Though badly needed, containers worldwide spend on average 45 days empty in depots
In China and US, average stay is 61 and 66 days
Even as containers are in short supply, empty containers are still spending around six weeks in depots, according to Container xChange, the online platform for container logistics.
“Container availability across China is still at a record low, while US ports are overwhelmed by a surge of shipping containers from Asia, full of products retailers are eager to get on shelves for the holidays,” the company said.
It said that due to the fastest increase in demand after months full of blank sailings, container availability for 40-foot high-cube containers (40HCs) is only at 0.05 CAx points compared to 0.63 at the same time last year, according to the Container Availability Index (CAI).
The CAI indicates how likely it is to find containers in a specific location. The CAx is the ratio between the surplus and the shortage of equipment per location using the demands and stocks information from the last two years.
The CAI is a value between 0 and 1. A CAI value of 1 means a location has a total surplus of boxes and a value of 0 indicates there are no free boxes in the location.
The US East Coast is usually a surplus location of equipment, with last year’s CAx value for 40-foot dry cargo container at 0.7.

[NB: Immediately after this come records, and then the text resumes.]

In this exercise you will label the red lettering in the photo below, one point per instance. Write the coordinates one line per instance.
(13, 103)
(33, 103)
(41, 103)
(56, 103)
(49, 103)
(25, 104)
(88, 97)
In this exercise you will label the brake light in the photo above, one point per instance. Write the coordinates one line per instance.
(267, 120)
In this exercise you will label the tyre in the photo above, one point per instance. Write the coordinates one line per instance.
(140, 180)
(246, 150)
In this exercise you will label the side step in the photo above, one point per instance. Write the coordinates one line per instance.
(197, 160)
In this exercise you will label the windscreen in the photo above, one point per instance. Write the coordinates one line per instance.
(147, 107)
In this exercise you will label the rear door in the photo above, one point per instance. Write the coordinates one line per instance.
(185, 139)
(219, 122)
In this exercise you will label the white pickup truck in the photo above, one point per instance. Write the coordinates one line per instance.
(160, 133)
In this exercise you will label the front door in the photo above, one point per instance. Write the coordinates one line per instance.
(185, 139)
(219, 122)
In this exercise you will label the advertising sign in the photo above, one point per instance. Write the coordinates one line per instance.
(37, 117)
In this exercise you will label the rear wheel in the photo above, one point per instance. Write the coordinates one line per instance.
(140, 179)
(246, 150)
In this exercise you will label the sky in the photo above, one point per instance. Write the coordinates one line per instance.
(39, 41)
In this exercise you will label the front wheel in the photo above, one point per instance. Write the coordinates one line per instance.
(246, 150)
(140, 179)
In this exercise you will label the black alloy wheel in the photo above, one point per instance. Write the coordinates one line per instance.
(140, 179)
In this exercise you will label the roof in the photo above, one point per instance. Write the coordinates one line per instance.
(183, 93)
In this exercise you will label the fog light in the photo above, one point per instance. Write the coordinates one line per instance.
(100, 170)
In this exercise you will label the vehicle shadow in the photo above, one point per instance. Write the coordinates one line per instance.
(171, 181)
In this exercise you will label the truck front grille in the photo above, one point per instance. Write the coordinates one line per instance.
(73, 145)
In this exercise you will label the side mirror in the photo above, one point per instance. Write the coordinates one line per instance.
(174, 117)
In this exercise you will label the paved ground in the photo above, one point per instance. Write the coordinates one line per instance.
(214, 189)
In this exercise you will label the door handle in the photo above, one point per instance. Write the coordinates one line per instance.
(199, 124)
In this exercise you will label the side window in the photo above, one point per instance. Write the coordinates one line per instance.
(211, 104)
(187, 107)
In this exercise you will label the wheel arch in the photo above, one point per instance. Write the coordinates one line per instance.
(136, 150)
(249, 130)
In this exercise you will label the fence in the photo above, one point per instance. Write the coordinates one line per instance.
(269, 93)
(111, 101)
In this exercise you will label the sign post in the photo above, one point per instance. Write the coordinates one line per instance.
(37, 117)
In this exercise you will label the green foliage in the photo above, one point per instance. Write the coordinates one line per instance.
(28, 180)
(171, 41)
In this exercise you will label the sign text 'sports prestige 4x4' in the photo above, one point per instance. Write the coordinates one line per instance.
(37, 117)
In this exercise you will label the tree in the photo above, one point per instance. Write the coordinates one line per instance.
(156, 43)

This year, “the container availability dropped to 0.43 indicating actually less containers than needed,” the report said.
“Although containers are very much in need, they still spend on average 45 days empty in depots,” Container xChange said, citing its research with FraunhoferCML.
“Especially in regions with low container availability such as China and the US, the average is comparably high with 61 and 66 days compared to the global average of 45 days.”
The high standard deviation of 85 days in North America and 129 days across Asia indicates many cases where containers spend far more days inside depots than the average suggests, it continued.
This compares to 21 days on average in the Middle East and 23 days on average in Europe, which means it takes more than 30 extra days to move containers out of the depots in Asia and North America.